From Diffusion Model to Autoregressive––Thoughts on the Future of the World Model

Organizers

Mingming Sun , Yaqing Wang

Speaker

Xinyu Xiao

Time

Friday, December 13, 2024 3:00 PM - 4:00 PM

Venue

Online

Zoom 787 662 9899 (BIMSA)

Abstract

From images to videos, diffusion models are demonstrating their application value in video generation. This is due to their powerful randomness and realism, which allow them to capture subtle dynamic changes, making the generated videos more authentic. Meanwhile, autoregressive models have quickly become a research hotspot in the field of video generation because of their advantages in sequence generation. They show great potential for generating smoother and more coherent videos. Furthermore, with the enhancement of computational power and optimization of model architectures, autoregressive models are continually improving in terms of generation efficiency and quality. The speaker will delve into the current advancements in image and video generation technologies by combining their cutting-edge research work in the video generation field with classical works in the area. Additionally, based on the development of visual generation and understanding, the prospects for world models are intriguing. The speaker will also discuss the research prospects and directions of world models based on current research progress.

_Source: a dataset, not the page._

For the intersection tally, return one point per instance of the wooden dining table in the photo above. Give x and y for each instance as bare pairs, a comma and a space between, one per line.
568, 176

This presentation will be conducted in Chinese.

Speaker Intro

Xinyu Xiao graduated with a Bachelor's degree from Beihang University (Beijing University of Aeronautics and Astronautics) and earned a Doctorate from the Institute of Automation, Chinese Academy of Sciences. Currently, he is engaged in artificial intelligence research and development within the industrial sector, with his primary research focusing on visual understanding and generation. This encompasses various aspects such as visual description, retrieval, weather forecasting, visual generation, recognition, detection, visual question answering, reinforcement learning, contrastive learning, interpretable learning, and spatiotemporal data mining. To date, he has published more than 20 papers.